Though initially developed for use by elite Olympic and professional athletes, Ahmed and his team are taking WHOOP to the public, just as some of its most prominent users compete in the 2016 Olympics. A $500 version of the WHOOP device and corresponding app is now available for pre-order, with shipments slated to begin in December.
“We realized there was an opportunity to expand our market to what we like to call the ‘aspirational athlete,’” Will Ahmed, founder and CEO of WHOOP, told FOXBusiness.com. “So [we] think of that as the high school athlete who’s balancing the stresses of their daily lives alongside exercise. [We] think of that as your fitness enthusiasts who go to the gym regularly.”
Ahmed’s company faces an uphill battle in its bid to reach fitness-minded techies. WHOOP will challenge entrenched companies like Fitbit (NYSE:FIT) and privately-owned Jawbone in the increasingly crowded $4 billion fitness wearable market. Earlier this year, Major League Baseball became the first professional sports league to approve wearable tech devices for in-game use, but they are still banned in the NBA, NFL and NHL.
WHOOP gained mainstream attention in April 2016 after former Cleveland Cavaliers guard Matthew Dellavedova wore the tech device during a game, which prompted league officials to reiterate the NBA’s existing ban on wearables. NBA superstar LeBron James and swimmer Michael Phelps are just two world-class athletes who have used WHOOP since its creation.
WHOOP’s focus on applying data analysis to common obstacles, such as how to manage grueling travel schedules and multiple daily workouts, has been instrumental in separating the product from those of WHOOP’s competitors, Ahmed said. Conversations between athletes, trainers and doctors – who used WHOOP and recommended it to their peers – fueled the company’s early growth.
“For us, building a product that was really focused on solving hard problems for elite athletes gave us a huge differentiation in the space,” Ahmed said. “We were fortunate in that a lot of our growth has been organic and word of mouth. There wasn’t really a marketing initiative. There weren’t a lot of clever introductions.”
On average, users slept 41 minutes more per night, lowered their resting heart rate, and reduced their caffeine intake by 86% and their alcohol intake before bed by 79%, according to a WHOOP-commissioned study of NCAA athletes that used the device.

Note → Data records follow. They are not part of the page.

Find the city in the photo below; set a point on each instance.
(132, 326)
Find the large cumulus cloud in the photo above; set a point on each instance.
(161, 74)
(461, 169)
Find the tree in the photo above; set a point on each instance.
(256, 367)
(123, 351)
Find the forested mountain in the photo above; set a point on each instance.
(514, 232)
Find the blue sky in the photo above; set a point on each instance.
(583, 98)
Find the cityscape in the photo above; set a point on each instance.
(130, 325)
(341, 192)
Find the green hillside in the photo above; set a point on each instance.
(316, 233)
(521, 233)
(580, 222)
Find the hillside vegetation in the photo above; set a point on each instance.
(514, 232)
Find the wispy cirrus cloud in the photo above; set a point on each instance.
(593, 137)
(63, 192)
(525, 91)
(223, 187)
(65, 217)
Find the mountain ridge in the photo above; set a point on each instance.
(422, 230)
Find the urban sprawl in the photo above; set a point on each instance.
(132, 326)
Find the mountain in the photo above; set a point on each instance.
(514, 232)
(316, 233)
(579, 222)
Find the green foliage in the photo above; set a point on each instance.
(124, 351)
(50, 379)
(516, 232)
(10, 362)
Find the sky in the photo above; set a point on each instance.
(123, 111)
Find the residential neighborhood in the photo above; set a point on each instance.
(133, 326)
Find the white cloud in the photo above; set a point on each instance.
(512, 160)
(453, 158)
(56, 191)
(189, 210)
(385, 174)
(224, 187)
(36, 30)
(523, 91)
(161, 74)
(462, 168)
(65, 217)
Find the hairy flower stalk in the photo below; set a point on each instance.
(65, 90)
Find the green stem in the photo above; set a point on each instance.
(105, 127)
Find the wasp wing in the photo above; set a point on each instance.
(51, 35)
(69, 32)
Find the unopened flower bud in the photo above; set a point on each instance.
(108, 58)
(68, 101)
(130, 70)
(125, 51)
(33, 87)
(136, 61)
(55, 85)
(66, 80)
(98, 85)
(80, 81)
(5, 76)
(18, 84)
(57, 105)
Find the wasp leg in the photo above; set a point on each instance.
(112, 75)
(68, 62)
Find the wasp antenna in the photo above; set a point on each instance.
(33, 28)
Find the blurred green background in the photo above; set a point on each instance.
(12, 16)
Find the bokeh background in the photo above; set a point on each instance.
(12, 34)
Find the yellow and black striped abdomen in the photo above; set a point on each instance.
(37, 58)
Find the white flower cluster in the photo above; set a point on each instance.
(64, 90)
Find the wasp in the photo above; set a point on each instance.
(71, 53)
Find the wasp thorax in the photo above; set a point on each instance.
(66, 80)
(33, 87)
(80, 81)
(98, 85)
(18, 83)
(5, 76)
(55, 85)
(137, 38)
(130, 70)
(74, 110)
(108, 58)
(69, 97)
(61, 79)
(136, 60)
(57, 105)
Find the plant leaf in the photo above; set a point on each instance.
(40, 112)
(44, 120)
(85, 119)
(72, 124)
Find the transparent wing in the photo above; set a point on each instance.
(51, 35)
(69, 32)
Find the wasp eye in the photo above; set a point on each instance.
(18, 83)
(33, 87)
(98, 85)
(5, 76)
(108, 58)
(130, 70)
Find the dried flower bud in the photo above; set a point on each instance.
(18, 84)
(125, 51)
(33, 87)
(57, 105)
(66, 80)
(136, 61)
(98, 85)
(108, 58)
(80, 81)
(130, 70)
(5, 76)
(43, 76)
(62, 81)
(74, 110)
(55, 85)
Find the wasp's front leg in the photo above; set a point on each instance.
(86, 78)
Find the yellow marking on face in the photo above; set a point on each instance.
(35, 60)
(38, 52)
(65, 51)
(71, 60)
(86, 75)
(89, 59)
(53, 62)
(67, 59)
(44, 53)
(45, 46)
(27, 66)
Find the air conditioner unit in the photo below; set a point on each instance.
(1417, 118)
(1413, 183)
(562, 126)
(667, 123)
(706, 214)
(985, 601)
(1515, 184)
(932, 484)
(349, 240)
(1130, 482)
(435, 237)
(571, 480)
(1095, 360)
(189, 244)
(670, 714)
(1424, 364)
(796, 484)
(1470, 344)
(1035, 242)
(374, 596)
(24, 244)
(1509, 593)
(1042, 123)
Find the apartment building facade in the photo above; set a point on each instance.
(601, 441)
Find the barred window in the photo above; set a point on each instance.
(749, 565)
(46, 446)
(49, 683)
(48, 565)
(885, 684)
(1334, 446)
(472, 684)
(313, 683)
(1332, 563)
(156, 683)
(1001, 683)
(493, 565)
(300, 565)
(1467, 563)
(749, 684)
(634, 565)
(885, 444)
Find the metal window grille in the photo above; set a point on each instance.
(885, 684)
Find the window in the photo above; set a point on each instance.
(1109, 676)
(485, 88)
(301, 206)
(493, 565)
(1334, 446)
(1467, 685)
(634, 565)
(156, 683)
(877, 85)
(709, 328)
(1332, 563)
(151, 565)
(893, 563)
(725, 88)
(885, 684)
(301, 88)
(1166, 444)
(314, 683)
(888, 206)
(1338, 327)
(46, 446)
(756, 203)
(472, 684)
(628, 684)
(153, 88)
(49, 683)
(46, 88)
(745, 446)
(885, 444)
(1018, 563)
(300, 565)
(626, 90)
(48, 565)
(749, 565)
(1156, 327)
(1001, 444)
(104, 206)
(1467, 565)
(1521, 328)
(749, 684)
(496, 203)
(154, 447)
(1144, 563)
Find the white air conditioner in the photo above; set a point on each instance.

In addition, WHOOP purportedly contributed to a 60% drop in reported injuries among users.
As the Rio Olympics approached, some athletes altered their training habits as a direct result of feedback provided by WHOOP. In one instance, Team USA swimmer Connor Jaeger learned from the device that travel was having a negative impact on his post-workout recovery.
“Over the past year WHOOP has helped me understand how my body reacts to jet lag and how quickly it acclimates to new time zones,” Jaeger said in a press release last month. “Because of what I learned via WHOOP, I flew into Omaha for Olympic Trials several days early to acclimate, swam my best time ever and will be headed to Rio next month.”

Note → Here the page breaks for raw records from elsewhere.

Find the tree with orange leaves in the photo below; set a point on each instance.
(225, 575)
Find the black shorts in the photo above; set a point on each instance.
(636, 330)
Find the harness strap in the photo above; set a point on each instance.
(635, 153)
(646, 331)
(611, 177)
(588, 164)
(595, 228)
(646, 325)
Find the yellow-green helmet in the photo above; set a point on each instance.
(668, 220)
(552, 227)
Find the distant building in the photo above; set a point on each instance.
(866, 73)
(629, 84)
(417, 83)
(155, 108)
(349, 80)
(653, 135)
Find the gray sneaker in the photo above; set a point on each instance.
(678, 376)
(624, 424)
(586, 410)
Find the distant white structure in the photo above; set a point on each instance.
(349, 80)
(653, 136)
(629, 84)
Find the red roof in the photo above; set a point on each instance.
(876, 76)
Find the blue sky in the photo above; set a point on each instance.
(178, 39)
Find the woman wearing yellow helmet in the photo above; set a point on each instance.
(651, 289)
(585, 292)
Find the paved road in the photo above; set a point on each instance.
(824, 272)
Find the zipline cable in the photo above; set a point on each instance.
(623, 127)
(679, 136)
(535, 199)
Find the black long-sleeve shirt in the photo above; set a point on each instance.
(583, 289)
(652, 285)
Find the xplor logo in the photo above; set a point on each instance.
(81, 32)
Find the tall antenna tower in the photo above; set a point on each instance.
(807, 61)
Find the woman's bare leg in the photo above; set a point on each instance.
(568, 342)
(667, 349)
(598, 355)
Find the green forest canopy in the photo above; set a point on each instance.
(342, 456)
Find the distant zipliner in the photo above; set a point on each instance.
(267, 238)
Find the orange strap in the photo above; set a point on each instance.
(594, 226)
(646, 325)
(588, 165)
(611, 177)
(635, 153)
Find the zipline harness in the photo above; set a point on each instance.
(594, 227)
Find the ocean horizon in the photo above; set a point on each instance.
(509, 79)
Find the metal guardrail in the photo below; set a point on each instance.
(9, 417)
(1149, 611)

Aside from marathon runners, high school athletes striving for college scholarships and other fitness-minded customers, Ahmed asserts that the publicly-available version of WHOOP has applications for office workers and working professionals interested in cutting down on bad habits.
“If you think about working professionals today, they struggle a lot with sleep. They struggle with how travel is affecting their bodies, they struggle with jet lag, they struggle with alcohol consumption, caffeine consumption,” Ahmed said. “WHOOP is different in that we’re able to actually tell individuals how much sleep they need before they go to bed.”